On When and How to use SAT to Mine Frequent Itemsets

On When and How to use SAT to Mine Frequent Itemsets

A new stream of research was born in the last decade with the goal of mining itemsets of interest using Constraint Programming (CP). This has promoted a natural way to combine complex constraints in a highly flexible manner. Although CP state-of-the-art solutions formulate the task using Boolean variables, the few attempts to adopt propositional Satisfiability (SAT) provided an unsatisfactory performance. This work deepens the study on when and how to use SAT for the frequent itemset mining (FIM) problem by defining different encodings with multiple task-driven enumeration options and search strategies. Although for the majority of the scenarios SAT-based solutions appear to be non-competitive with CP peers, results show a variety of interesting cases where SAT encodings are the best option.


💡 Research Summary

The paper investigates the conditions under which propositional satisfiability (SAT) solvers can be effectively employed for frequent itemset mining (FIM), a classic data‑mining task traditionally tackled with constraint programming (CP). While CP has become the de‑facto standard because Boolean variables combined with sophisticated domain‑propagation mechanisms allow flexible modeling of complex constraints, early attempts to translate FIM into SAT yielded disappointing performance. The authors therefore conduct a systematic study that spans three distinct SAT encodings, multiple enumeration schemes, and several search‑strategy enhancements, aiming to pinpoint the scenarios where SAT can match or surpass CP.

First, three encoding families are introduced. The item‑based encoding directly maps each item to a Boolean variable and represents each transaction as a set of clauses that enforce inclusion relationships; the minimum support constraint is expressed as a cardinality clause over the item variables. The transaction‑based encoding flips the perspective: Boolean variables denote whether a transaction is selected, and the presence of items follows from these selections; support constraints become clauses on the sum of selected transactions. The hybrid encoding combines the strengths of both: support constraints are handled transaction‑wise, while inter‑item exclusion or inclusion constraints are expressed item‑wise, thereby reducing the overall clause count and improving propagation.

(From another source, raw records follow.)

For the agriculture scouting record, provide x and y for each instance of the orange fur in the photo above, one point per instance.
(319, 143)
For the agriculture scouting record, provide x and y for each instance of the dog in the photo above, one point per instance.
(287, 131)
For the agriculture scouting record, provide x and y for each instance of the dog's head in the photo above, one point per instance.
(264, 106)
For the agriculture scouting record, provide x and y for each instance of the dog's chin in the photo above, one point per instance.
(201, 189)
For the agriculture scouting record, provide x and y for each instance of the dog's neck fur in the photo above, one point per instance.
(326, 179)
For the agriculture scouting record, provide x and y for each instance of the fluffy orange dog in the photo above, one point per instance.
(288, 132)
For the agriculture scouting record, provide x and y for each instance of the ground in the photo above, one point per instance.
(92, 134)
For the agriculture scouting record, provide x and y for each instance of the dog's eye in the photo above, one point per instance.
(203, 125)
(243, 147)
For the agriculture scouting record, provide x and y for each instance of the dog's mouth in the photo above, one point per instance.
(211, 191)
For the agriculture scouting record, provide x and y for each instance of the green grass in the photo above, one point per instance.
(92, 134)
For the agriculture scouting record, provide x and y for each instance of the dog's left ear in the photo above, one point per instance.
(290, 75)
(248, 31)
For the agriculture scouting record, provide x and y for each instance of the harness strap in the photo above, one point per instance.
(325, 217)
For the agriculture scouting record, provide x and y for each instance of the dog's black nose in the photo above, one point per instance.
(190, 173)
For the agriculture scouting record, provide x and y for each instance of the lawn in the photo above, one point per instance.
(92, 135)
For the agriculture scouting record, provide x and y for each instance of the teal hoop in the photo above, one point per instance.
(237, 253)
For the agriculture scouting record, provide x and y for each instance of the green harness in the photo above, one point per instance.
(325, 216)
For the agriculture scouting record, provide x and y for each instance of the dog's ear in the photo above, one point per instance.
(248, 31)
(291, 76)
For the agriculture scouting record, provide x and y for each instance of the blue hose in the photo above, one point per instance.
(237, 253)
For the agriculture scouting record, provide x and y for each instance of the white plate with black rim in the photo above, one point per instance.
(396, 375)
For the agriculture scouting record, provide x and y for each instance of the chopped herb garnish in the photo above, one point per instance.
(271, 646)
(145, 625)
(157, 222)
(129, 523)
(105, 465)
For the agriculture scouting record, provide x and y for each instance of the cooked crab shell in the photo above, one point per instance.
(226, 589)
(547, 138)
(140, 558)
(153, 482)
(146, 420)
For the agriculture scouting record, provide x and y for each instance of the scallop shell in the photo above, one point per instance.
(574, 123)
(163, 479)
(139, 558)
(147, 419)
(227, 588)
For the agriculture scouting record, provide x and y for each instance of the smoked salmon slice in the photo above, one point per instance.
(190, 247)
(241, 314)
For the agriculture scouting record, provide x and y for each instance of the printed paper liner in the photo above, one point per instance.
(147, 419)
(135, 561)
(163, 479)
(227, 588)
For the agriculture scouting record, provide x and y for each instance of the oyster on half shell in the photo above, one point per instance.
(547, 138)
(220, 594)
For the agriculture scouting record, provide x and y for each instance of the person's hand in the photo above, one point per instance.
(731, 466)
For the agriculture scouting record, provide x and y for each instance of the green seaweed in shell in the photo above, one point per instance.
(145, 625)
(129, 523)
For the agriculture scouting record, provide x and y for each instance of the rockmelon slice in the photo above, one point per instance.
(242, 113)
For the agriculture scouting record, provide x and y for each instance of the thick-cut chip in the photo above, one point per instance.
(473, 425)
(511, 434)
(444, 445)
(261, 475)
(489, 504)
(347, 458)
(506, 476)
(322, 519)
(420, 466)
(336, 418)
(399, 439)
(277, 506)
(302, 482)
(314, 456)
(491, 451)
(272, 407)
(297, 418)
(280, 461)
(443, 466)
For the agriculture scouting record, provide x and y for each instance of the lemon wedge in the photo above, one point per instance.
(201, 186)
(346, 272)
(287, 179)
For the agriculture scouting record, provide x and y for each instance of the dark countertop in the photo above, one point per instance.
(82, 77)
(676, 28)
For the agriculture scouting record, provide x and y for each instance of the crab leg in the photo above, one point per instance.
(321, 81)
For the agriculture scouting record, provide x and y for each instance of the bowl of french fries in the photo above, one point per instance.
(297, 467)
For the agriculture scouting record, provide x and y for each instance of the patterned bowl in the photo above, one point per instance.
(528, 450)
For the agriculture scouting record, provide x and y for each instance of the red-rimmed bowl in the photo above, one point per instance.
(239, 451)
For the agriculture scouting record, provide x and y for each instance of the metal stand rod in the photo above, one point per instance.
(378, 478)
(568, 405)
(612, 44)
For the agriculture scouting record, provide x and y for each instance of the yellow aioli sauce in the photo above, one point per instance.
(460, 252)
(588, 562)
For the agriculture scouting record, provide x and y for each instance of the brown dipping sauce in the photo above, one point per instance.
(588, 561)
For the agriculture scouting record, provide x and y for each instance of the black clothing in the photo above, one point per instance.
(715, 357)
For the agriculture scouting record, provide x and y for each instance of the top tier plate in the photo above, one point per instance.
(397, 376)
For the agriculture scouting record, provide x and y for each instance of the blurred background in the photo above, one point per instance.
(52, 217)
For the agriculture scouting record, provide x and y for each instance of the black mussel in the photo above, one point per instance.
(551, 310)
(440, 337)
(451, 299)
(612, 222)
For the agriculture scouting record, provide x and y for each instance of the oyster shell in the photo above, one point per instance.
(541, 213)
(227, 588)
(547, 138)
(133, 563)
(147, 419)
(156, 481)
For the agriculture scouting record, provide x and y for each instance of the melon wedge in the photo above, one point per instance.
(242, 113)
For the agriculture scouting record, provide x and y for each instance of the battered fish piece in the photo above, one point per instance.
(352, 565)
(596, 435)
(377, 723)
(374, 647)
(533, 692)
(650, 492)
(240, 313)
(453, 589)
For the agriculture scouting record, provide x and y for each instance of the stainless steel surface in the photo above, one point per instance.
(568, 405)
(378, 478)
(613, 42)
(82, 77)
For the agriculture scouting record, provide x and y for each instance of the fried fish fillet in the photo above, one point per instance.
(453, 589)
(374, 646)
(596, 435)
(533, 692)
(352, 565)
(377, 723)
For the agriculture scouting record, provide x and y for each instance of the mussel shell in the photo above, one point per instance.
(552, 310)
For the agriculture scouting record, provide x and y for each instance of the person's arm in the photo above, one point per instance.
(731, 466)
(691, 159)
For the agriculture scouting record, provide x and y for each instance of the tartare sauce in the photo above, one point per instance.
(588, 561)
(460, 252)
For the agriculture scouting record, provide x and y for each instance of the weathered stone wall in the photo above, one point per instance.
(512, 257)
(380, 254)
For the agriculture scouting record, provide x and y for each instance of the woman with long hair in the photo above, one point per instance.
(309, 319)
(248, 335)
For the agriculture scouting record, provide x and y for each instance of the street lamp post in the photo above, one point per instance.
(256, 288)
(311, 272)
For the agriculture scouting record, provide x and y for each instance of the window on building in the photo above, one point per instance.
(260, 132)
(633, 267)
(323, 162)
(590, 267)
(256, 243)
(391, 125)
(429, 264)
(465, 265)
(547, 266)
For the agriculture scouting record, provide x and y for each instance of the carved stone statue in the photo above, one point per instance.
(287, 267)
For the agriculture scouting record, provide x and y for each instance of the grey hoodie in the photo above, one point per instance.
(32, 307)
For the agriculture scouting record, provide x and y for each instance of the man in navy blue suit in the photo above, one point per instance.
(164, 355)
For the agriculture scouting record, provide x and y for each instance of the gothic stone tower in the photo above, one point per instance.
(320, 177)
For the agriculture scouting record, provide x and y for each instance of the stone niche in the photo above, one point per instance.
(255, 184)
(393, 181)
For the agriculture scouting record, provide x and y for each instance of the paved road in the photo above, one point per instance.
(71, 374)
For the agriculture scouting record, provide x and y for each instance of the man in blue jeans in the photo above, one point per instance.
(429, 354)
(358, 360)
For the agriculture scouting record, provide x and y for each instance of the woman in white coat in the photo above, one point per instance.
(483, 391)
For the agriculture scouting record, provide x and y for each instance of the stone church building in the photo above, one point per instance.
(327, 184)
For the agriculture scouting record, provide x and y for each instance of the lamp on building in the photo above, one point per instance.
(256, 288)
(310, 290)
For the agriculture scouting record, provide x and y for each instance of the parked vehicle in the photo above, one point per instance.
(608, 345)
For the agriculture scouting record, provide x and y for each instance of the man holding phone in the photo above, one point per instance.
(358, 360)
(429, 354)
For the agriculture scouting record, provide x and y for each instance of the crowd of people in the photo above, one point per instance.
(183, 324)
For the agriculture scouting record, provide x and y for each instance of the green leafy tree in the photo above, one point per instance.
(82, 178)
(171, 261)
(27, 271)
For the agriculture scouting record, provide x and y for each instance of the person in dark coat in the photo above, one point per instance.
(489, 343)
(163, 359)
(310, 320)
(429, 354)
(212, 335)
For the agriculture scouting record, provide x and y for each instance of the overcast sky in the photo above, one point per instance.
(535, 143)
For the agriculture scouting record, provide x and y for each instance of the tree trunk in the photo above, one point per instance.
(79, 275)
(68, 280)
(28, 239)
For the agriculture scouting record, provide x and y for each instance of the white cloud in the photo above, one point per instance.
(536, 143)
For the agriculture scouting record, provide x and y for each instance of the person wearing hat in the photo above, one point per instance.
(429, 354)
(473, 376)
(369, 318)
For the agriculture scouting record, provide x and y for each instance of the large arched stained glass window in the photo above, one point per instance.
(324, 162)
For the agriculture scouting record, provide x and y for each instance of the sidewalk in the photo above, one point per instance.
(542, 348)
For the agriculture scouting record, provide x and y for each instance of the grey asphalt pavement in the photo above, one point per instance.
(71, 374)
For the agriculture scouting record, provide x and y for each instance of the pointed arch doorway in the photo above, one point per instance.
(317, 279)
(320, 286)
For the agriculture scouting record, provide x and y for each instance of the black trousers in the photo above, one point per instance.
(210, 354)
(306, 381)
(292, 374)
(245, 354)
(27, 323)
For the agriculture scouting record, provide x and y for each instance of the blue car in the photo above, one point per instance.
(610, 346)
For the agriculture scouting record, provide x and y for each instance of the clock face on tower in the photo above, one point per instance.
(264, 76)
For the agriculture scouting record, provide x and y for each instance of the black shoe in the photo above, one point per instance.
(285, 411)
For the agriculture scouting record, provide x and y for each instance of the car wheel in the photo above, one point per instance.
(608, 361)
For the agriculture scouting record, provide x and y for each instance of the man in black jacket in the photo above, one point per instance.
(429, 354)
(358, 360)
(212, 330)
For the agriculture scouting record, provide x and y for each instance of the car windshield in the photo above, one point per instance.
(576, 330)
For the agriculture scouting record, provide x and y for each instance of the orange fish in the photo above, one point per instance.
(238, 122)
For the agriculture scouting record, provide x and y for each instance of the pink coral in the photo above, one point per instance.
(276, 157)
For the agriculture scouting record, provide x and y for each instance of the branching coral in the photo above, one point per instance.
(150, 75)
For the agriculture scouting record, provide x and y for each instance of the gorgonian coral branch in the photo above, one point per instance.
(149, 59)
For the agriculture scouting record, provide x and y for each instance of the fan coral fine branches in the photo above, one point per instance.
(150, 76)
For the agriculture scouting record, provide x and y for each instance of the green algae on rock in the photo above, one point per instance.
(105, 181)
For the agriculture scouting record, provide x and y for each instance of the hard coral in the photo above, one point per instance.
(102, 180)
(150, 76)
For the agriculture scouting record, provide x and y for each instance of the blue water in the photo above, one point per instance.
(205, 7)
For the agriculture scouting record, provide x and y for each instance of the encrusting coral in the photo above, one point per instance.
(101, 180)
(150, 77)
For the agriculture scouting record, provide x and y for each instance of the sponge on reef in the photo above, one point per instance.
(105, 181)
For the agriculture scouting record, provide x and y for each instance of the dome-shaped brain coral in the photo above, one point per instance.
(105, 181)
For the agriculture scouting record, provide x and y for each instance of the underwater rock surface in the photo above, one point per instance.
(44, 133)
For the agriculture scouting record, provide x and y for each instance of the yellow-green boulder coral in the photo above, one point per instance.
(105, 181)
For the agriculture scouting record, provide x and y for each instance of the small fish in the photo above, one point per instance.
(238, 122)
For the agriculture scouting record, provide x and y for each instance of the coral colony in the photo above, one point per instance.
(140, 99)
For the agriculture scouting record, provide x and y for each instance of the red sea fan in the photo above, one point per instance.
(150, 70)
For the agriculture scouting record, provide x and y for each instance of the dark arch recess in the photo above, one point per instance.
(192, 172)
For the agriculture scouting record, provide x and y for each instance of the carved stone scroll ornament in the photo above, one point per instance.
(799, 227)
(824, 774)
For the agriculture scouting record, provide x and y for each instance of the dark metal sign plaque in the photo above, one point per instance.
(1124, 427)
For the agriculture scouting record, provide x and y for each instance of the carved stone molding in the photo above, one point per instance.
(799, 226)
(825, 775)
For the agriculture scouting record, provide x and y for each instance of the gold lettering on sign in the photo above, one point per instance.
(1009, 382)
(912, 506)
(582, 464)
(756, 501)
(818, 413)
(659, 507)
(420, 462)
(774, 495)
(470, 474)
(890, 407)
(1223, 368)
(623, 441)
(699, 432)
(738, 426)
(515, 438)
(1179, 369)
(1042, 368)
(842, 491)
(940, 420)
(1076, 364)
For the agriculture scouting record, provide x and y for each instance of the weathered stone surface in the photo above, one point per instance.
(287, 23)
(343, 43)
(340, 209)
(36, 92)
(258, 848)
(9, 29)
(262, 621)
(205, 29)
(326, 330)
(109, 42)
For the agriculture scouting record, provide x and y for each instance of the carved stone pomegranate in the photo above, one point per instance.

Second, the authors explore four enumeration strategies. A straightforward lexicographic enumeration forces the SAT solver to generate solutions in a fixed variable order. For maximal itemset enumeration, a blocking clause is added after each solution to forbid any superset, ensuring only maximal sets are produced. Closed‑itemset enumeration introduces additional clauses that block any solution that can be extended without violating support, guaranteeing closure. Finally, a conflict‑driven blocking technique leverages the solver’s learned clauses: when a conflict occurs, the derived clause is reused to prevent revisiting the same region of the search space, dramatically cutting redundancy.

Third, two search‑strategy refinements are proposed. Dynamic branching selects the next decision variable based on runtime statistics such as conflict frequency and activity, rather than a static ordering, which helps focus the solver on the most constrained parts of the problem. Adaptive restarts monitor the depth of the search tree and trigger a restart when progress stalls, preserving learned clauses while resetting the decision stack, thus avoiding deep, unproductive branches.

The experimental evaluation uses four public benchmark datasets—Chess, Mushroom, Retail, and Kosarak—spanning a range of item and transaction densities. Minimum support thresholds are varied from 0.1 % to 5 % to test both sparse and dense regimes. Performance metrics include total runtime, number of search decisions, memory consumption, and the count of discovered itemsets. Results show that CP remains superior in the majority of settings, especially for low support thresholds where the search space explodes. However, in high‑support regimes (≥ 3 %) on datasets with many items but relatively few transactions (e.g., Chess and Mushroom), the hybrid encoding combined with dynamic branching and conflict‑driven blocking outperforms CP by a factor of 2–3. For closed‑itemset mining, the conflict‑driven blocking reduces the number of search decisions by more than 40 % without increasing memory usage. Conversely, the transaction‑based encoding performs poorly for low support because the number of generated clauses becomes prohibitive.

The discussion interprets these findings as evidence that SAT is not inherently unsuitable for FIM; rather, its competitiveness hinges on problem characteristics and on the careful design of encodings and search heuristics. The authors argue that SAT excels when the support constraint is tight and the item space is large, conditions under which CP’s propagation mechanisms may become less effective. They also highlight the potential of hybrid CP‑SAT frameworks that could exploit SAT’s powerful clause learning while retaining CP’s global constraint handling.

In conclusion, the paper demonstrates that SAT‑based frequent itemset mining can be a viable alternative to CP in specific scenarios, particularly when tailored encodings and advanced search strategies are employed. It opens avenues for future research on adaptive encoding selection, deeper integration of CP’s global constraints into SAT solvers, and the development of unified hybrid solvers that dynamically switch between CP and SAT techniques based on runtime diagnostics.